Letter from London|Traffic Tribulations

2021.05.08

Frank Wilson

On returning to London from Hong Kong some twenty years ago, and having been away in Asia for a similar length of time, I had to relearn a few conventions of life. For example, office chat, centring on the TV programmes and politics of the day, was alien to me. The public transport system, particularly the London Underground and rail system, seemed grubby and inefficient compared to Hong Kong. I also had to adapt to different driving norms. I had to re-acclimatise to motorway driving, which seemed so much faster and riskier than I remembered. Suburban London traffic also flowed much faster, most of the time, than in Hong Kong, though drivers were generally much more courteous. People actually let you into a queue if you were trying to enter from a side street! People waved their thanks if you allowed them to precede you. I had to temper my ingrained Hong Kong driving instinct to nose aggressively in front of rivals to gain any advantage possible.

Nevertheless, the traffic system and driving habits did improve greatly over the two decades I lived there. On first arrival, back in the late seventies, the roads seemed cacophonous torrent of chaos and noise. Cars, ramshackle lorries, groaning buses, screeching trams, psychotic minibuses and motorbikes jostled for space, using their horns with abandon. In between, rickshaws and old ladies pushing large barrows wove their way through the turmoil, apparently dicing with death. It was an alarming scene and very hard to cross the road safely. Once you had attuned to the anarchy, however, you discovered the underlying principles of behaviour which meant that Hong Kong traffic was actually safer than many other similar crowded cities.

Once I acquired a car of my own (family life demanded it) I soon found my way around the complex streets of the urban areas. I also discovered that the main danger was not speed, because most of the time the urban traffic crawled around in one congested throng. Most hazardous, however, was impatience, mine and others, as everyone sweated it out in tedious traffic jams, especially around the bottleneck which was the Cross Harbour Tunnel, before the others were built to accommodate the volume of demand. Impatience led to minor skirmishes, as one was lured into the practice of nudging in front of any competitor for an extra few metres of road.

This actually resulted in few serious accidents, but caused the type of minor dents and scratches that most cars carried. Mercifully, I was never involved in anything serious but did have a couple of annoying scrapes.

One time I was reversing out of a parking slot on the main road. I checked carefully for any traffic. There was nothing coming so I began to reverse out.

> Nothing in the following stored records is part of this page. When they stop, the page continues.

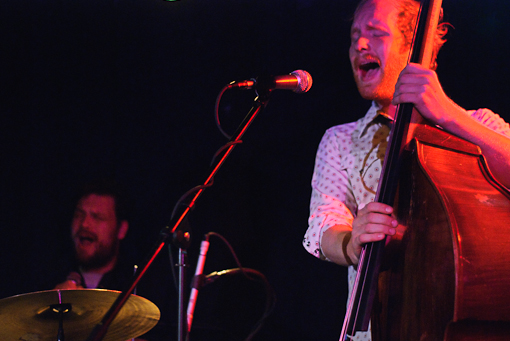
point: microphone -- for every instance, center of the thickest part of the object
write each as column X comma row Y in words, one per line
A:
column 298, row 81
column 197, row 281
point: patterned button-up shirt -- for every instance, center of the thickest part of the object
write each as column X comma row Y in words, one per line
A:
column 347, row 170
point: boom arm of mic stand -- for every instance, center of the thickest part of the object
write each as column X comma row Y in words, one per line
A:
column 180, row 238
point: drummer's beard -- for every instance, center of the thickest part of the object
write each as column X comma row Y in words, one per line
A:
column 103, row 255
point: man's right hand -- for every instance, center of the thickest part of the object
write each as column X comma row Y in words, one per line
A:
column 373, row 223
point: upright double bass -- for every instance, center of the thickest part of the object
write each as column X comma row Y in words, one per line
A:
column 446, row 274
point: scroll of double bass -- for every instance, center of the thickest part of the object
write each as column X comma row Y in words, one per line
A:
column 443, row 261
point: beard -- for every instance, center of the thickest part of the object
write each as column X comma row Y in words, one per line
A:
column 103, row 255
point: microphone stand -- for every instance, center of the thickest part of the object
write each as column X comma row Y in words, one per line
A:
column 181, row 238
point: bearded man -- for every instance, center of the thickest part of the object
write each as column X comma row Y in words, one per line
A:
column 343, row 214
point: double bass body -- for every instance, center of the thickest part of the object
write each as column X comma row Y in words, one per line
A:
column 450, row 267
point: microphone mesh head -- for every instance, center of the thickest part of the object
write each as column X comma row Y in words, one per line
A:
column 304, row 80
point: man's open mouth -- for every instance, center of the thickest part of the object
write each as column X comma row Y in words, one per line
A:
column 367, row 69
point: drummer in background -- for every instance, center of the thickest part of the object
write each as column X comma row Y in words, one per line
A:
column 99, row 224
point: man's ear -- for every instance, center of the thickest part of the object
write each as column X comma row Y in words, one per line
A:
column 123, row 228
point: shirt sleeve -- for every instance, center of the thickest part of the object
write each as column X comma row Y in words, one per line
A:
column 491, row 120
column 332, row 202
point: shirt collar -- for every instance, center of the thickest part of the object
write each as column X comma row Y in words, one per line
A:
column 366, row 121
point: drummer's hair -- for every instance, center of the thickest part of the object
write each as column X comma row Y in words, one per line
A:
column 111, row 188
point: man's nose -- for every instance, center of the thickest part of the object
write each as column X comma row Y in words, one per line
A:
column 362, row 43
column 85, row 222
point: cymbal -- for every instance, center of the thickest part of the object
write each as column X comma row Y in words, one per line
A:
column 34, row 316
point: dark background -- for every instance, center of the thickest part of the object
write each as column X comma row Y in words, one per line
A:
column 126, row 89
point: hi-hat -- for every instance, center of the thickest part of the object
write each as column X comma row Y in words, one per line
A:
column 35, row 316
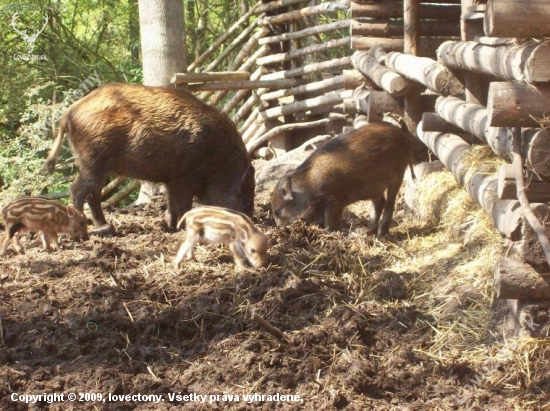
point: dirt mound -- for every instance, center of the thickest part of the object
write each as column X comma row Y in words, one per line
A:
column 112, row 316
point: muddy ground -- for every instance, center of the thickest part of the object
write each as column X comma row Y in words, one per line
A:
column 112, row 316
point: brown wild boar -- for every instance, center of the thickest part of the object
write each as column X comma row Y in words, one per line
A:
column 221, row 225
column 38, row 214
column 361, row 165
column 160, row 135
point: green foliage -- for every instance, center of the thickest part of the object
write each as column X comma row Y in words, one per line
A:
column 82, row 39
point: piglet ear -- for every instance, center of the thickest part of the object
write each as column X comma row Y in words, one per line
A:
column 249, row 173
column 285, row 188
column 71, row 211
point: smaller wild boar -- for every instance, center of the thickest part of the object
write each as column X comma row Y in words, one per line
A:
column 38, row 214
column 222, row 225
column 361, row 165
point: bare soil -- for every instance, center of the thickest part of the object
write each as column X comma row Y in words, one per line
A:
column 111, row 315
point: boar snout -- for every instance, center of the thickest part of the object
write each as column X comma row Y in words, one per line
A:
column 256, row 250
column 289, row 202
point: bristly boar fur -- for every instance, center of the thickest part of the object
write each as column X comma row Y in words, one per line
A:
column 39, row 214
column 160, row 135
column 361, row 165
column 221, row 225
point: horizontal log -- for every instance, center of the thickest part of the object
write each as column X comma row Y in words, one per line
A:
column 366, row 43
column 382, row 76
column 519, row 281
column 242, row 85
column 354, row 78
column 375, row 103
column 452, row 151
column 336, row 64
column 329, row 84
column 528, row 61
column 393, row 9
column 304, row 105
column 274, row 5
column 513, row 104
column 395, row 28
column 223, row 38
column 537, row 191
column 425, row 71
column 434, row 122
column 538, row 151
column 299, row 53
column 428, row 45
column 473, row 119
column 310, row 31
column 323, row 8
column 257, row 142
column 186, row 78
column 517, row 18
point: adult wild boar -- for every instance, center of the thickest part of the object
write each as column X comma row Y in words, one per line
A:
column 361, row 165
column 160, row 135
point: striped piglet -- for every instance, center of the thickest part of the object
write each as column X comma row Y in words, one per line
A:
column 222, row 225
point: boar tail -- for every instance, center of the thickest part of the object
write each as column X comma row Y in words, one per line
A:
column 412, row 171
column 57, row 144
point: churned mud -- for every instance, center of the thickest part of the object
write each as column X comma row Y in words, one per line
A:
column 112, row 316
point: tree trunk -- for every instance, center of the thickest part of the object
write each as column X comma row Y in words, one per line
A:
column 517, row 18
column 162, row 29
column 512, row 104
column 519, row 281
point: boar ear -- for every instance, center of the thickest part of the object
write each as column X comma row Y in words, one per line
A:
column 71, row 211
column 247, row 174
column 285, row 188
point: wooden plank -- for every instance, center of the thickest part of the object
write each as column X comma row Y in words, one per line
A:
column 538, row 151
column 243, row 85
column 512, row 104
column 304, row 105
column 519, row 281
column 393, row 9
column 382, row 76
column 310, row 31
column 528, row 61
column 299, row 53
column 323, row 8
column 187, row 78
column 426, row 71
column 336, row 64
column 452, row 151
column 517, row 18
column 537, row 191
column 383, row 28
column 472, row 118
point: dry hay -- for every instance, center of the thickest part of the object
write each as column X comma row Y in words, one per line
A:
column 400, row 324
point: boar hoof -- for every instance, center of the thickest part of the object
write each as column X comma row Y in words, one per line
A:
column 106, row 230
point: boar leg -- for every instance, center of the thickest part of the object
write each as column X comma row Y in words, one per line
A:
column 238, row 253
column 49, row 237
column 333, row 217
column 5, row 241
column 180, row 200
column 89, row 188
column 376, row 212
column 186, row 249
column 384, row 227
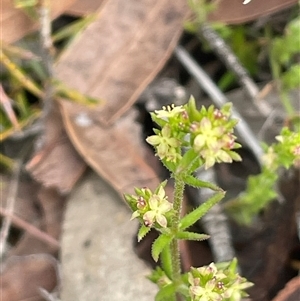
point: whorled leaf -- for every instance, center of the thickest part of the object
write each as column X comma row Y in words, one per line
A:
column 196, row 214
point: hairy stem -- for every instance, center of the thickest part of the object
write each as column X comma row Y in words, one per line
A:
column 177, row 205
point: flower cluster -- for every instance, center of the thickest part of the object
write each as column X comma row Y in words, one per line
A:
column 209, row 132
column 209, row 283
column 152, row 208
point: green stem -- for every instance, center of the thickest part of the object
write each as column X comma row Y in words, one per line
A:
column 177, row 205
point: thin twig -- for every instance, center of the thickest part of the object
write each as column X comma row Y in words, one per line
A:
column 43, row 236
column 219, row 99
column 11, row 200
column 232, row 62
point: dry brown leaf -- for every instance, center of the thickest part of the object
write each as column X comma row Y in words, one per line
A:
column 112, row 152
column 24, row 275
column 236, row 12
column 119, row 54
column 14, row 23
column 57, row 164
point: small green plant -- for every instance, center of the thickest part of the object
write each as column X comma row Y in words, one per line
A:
column 284, row 61
column 187, row 140
column 283, row 154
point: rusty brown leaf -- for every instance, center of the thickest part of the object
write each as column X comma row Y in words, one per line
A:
column 236, row 12
column 15, row 23
column 57, row 164
column 112, row 152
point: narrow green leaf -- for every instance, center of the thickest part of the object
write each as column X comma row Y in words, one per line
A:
column 186, row 235
column 166, row 293
column 189, row 161
column 159, row 244
column 196, row 214
column 171, row 166
column 143, row 231
column 195, row 182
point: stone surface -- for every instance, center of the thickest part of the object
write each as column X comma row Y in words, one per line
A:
column 98, row 262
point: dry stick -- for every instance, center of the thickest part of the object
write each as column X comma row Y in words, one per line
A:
column 11, row 200
column 219, row 99
column 232, row 62
column 215, row 221
column 30, row 229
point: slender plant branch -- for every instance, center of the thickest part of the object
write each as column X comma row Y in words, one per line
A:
column 177, row 205
column 219, row 99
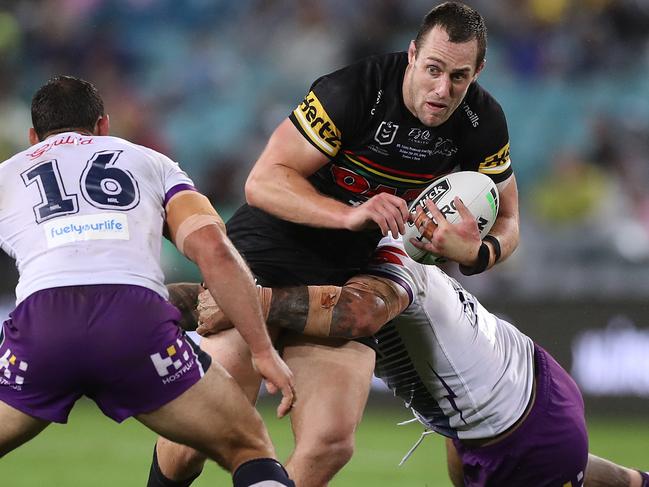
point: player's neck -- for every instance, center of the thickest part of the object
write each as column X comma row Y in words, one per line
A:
column 68, row 129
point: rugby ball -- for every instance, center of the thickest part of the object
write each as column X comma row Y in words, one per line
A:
column 478, row 193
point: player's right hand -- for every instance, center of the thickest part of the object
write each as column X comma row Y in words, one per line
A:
column 278, row 377
column 387, row 211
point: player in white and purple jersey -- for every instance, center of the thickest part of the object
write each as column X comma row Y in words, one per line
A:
column 82, row 213
column 512, row 416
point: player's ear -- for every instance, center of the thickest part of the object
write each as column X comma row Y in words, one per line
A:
column 479, row 70
column 102, row 127
column 33, row 137
column 412, row 52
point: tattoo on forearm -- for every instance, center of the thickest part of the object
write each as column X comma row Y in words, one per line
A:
column 184, row 296
column 344, row 320
column 289, row 308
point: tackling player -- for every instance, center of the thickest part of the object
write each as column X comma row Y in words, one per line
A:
column 82, row 213
column 336, row 175
column 511, row 414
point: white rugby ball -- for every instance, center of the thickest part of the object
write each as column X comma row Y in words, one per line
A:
column 478, row 193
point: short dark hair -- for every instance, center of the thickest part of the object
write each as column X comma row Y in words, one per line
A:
column 462, row 24
column 66, row 102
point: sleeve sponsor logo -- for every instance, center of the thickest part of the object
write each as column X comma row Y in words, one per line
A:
column 101, row 226
column 318, row 125
column 496, row 163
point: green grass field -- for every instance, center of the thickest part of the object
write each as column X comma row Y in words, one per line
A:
column 92, row 450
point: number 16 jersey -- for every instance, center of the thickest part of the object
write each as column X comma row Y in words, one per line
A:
column 80, row 209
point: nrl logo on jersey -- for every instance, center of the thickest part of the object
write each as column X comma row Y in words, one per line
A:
column 386, row 132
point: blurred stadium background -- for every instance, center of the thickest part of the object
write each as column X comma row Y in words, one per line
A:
column 206, row 81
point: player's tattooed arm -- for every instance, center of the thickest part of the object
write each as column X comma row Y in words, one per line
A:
column 184, row 296
column 358, row 309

At that very moment, a vehicle suddenly decided to emerge without warning from a driveway immediately behind me so I collided with it, causing a significant dent to its front wing and smashing my rear lights. Normally, this might have been no big deal. We would have exchanged insurance details and gone on our respective ways. However, two factors created an escalation of temper. One was that the other owner leapt out of his car and assailed me with a bilingual stream of insulting Cantonese and English. The other was that his vehicle was a very expensive Ferrari sports car, while mine was an aging and already scratched Ford saloon. Given that the fault was his and his attitude was so aggressive I held a deadpan expression and refused to co-operate. I guessed if he really thought he had a case he had my car number and could follow up. He never did of course.

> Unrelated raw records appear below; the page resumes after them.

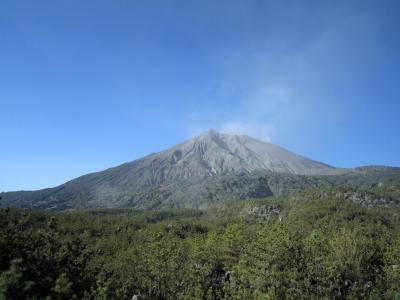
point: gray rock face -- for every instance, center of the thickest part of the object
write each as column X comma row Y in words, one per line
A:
column 211, row 167
column 213, row 153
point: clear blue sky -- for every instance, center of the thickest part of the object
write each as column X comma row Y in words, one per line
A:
column 86, row 85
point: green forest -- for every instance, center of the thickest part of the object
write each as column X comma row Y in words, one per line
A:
column 324, row 247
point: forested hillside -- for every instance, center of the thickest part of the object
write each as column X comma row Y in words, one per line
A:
column 319, row 244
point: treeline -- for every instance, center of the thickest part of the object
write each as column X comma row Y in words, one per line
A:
column 325, row 249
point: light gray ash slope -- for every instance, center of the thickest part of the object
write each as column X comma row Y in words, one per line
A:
column 213, row 153
column 191, row 174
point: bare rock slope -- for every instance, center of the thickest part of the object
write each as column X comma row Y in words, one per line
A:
column 209, row 168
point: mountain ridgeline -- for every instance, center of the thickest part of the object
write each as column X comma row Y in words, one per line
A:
column 210, row 168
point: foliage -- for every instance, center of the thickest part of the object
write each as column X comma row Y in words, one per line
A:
column 322, row 248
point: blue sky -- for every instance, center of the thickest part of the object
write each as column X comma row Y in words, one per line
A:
column 86, row 85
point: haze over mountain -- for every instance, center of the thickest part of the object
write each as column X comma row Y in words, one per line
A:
column 195, row 173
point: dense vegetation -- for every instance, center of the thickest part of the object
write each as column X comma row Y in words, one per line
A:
column 275, row 248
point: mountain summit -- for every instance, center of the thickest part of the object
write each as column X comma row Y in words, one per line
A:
column 213, row 153
column 179, row 172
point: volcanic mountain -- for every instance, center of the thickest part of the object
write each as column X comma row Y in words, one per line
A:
column 195, row 173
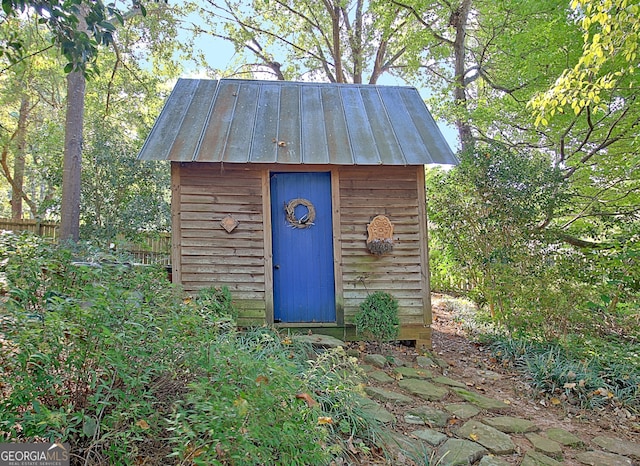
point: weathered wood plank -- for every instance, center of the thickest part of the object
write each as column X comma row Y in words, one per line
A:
column 232, row 243
column 222, row 269
column 207, row 250
column 176, row 239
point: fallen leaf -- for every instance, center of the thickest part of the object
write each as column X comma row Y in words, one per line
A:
column 306, row 397
column 142, row 424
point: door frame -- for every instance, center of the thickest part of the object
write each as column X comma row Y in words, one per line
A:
column 268, row 242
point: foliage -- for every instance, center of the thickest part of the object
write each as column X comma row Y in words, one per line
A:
column 110, row 358
column 562, row 373
column 609, row 59
column 243, row 408
column 378, row 317
column 78, row 28
column 347, row 41
column 87, row 345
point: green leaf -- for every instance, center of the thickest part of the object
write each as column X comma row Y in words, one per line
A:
column 89, row 426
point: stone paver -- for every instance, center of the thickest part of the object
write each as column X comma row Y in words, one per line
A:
column 619, row 446
column 423, row 389
column 544, row 445
column 411, row 373
column 388, row 396
column 424, row 361
column 601, row 458
column 562, row 436
column 511, row 425
column 492, row 439
column 448, row 381
column 485, row 438
column 491, row 460
column 430, row 416
column 432, row 437
column 397, row 361
column 376, row 360
column 378, row 412
column 411, row 448
column 535, row 458
column 481, row 401
column 380, row 376
column 459, row 452
column 489, row 375
column 463, row 410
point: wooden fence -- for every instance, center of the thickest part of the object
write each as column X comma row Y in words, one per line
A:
column 44, row 229
column 152, row 248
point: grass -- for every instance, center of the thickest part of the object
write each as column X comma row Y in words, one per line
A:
column 594, row 371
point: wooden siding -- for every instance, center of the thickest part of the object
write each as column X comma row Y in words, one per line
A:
column 209, row 256
column 242, row 260
column 392, row 191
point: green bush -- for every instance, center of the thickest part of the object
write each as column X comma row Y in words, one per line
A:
column 378, row 317
column 567, row 373
column 112, row 359
column 244, row 408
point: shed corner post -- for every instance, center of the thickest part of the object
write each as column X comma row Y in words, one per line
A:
column 268, row 246
column 424, row 252
column 176, row 227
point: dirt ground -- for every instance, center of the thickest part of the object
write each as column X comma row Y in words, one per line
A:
column 468, row 360
column 472, row 364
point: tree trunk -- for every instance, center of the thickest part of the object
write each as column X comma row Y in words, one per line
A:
column 459, row 20
column 72, row 169
column 17, row 187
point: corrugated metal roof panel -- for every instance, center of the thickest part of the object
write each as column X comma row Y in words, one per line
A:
column 242, row 121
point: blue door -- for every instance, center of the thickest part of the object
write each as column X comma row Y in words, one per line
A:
column 302, row 231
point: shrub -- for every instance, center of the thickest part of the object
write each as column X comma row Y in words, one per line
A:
column 378, row 317
column 113, row 360
column 244, row 408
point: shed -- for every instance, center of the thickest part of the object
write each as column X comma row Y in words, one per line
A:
column 301, row 198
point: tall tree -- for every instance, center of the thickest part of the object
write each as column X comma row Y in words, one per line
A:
column 331, row 40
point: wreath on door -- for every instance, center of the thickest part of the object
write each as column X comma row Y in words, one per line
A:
column 304, row 221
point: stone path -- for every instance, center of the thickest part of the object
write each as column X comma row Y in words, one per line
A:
column 444, row 421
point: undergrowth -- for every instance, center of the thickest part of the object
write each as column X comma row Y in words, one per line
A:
column 590, row 371
column 113, row 359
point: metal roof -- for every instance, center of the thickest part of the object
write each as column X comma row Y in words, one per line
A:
column 245, row 121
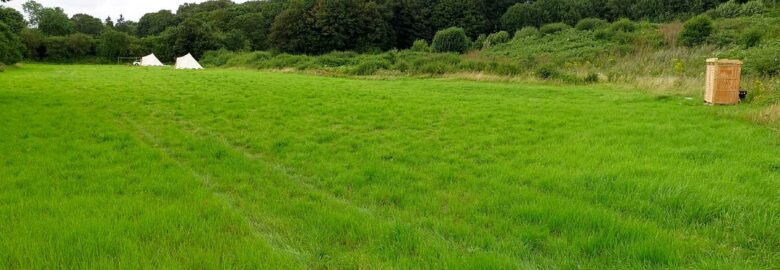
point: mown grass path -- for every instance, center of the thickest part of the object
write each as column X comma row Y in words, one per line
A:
column 122, row 167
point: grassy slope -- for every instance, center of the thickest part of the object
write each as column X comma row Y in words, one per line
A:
column 127, row 167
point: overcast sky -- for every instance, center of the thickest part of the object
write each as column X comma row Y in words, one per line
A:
column 131, row 9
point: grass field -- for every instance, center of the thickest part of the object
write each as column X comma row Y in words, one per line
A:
column 120, row 167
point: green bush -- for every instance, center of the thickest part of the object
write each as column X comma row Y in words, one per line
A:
column 723, row 38
column 435, row 68
column 420, row 45
column 729, row 9
column 696, row 31
column 547, row 72
column 480, row 42
column 216, row 58
column 604, row 34
column 497, row 38
column 521, row 15
column 623, row 25
column 370, row 67
column 553, row 28
column 751, row 8
column 591, row 78
column 336, row 59
column 528, row 31
column 752, row 37
column 11, row 48
column 591, row 24
column 402, row 66
column 452, row 39
column 287, row 60
column 764, row 60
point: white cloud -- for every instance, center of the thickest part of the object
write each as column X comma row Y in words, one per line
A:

My other inglorious traffic experience involved the Hong Kong Police. I was caught taking a consciously sneaky but illegal shortcut through a bus station in Kowloon. I was stopped and when the constable discovered I didn’t have a valid Hong Kong driving licence I was arrested and taken off to Kowloon Police Station. What followed were many lengthy ludicrous hours of pointless interrogation (I admitted my error straight away), bail, and an invitation to court. When the day came, the magistrate was not impressed by my attempted mitigation that I thought my British driving licence was sufficient authority. “Your British licence is only valid for the first three months after your arrival in Hong Kong,” he intoned. “How long have you lived here?” he continued. “Eleven years,” I had to admit shamefacedly. Fine – eight hundred Hong Kong dollars.

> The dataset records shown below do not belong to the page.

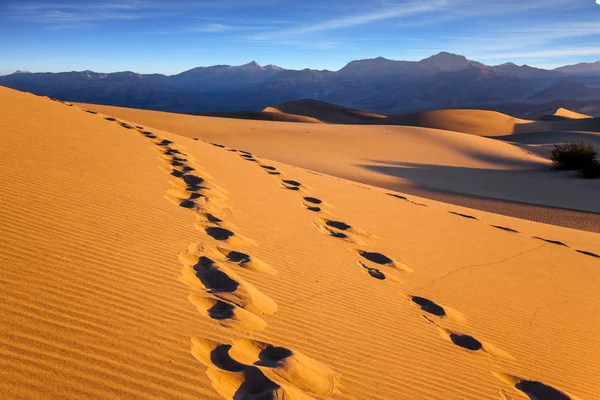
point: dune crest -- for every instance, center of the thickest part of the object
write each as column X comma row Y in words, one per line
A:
column 437, row 301
column 563, row 112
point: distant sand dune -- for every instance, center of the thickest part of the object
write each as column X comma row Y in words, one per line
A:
column 468, row 170
column 136, row 260
column 326, row 112
column 489, row 123
column 563, row 112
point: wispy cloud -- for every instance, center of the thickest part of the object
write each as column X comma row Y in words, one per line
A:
column 212, row 28
column 545, row 54
column 388, row 13
column 73, row 14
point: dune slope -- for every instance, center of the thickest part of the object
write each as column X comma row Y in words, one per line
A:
column 563, row 112
column 326, row 112
column 468, row 170
column 489, row 123
column 142, row 264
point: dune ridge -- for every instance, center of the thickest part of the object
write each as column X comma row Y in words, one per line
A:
column 464, row 310
column 563, row 112
column 466, row 170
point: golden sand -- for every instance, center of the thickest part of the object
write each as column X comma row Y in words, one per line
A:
column 140, row 263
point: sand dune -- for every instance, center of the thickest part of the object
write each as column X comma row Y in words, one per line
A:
column 467, row 170
column 543, row 142
column 268, row 114
column 326, row 112
column 490, row 123
column 477, row 122
column 563, row 112
column 139, row 263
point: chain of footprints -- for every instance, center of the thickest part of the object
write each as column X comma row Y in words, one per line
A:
column 504, row 228
column 250, row 369
column 245, row 369
column 433, row 313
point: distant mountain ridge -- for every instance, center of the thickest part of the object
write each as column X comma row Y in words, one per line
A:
column 379, row 85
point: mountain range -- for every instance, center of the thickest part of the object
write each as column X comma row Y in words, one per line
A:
column 380, row 85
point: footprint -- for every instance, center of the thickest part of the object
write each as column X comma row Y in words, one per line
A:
column 234, row 380
column 505, row 228
column 405, row 198
column 224, row 235
column 284, row 366
column 312, row 200
column 164, row 143
column 238, row 258
column 382, row 259
column 588, row 253
column 468, row 342
column 170, row 152
column 311, row 204
column 533, row 389
column 227, row 314
column 291, row 182
column 339, row 229
column 551, row 241
column 374, row 272
column 463, row 215
column 397, row 196
column 342, row 226
column 204, row 274
column 218, row 233
column 429, row 306
column 326, row 230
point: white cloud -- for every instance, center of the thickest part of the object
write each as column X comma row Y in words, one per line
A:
column 212, row 28
column 394, row 12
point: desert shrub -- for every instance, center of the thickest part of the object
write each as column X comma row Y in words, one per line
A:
column 591, row 169
column 573, row 156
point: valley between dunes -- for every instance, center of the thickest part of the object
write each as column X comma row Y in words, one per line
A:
column 506, row 173
column 140, row 263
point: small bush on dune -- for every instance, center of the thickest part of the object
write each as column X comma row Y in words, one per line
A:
column 573, row 156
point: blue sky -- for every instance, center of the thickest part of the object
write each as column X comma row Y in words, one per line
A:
column 171, row 36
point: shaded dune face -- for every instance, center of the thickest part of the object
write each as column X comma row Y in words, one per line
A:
column 346, row 307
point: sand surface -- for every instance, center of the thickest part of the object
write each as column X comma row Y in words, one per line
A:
column 563, row 112
column 467, row 170
column 140, row 263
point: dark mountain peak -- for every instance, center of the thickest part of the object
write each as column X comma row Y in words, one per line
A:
column 526, row 71
column 273, row 68
column 587, row 68
column 252, row 65
column 445, row 56
column 565, row 89
column 444, row 61
column 302, row 75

By the time of my later years in Hong Kong, the traffic system and culture had progressed greatly. The new infrastructure (waterfront motorways, additional cross-harbour tunnels etc) ensured a freer and better organised flow of traffic. Vehicles were more modern, comfortable and safe. Drivers became more considerate.

I did find the optimum personal solution to the challenges of the system before I left. For a decade I lived in Aberdeen and commuted daily to my office in Wanchai. I would jump on the local minibus at an early hour, toss my five Hong Kong dollar coin into the tin box and hold on for dear life as the driver would hurtle us into town. It was extremely fast and efficient as other traffic would keep well out of the way of our skilled but manic chauffeur.

(The writer lived in Hong Kong for more than twenty years, arriving soon after the death of Mao and leaving after the handover of the territory to China. He experienced the seismic transformation of Hong Kong on its journey from plastic flowers and T-shirts to global front runner in trade and high finance.)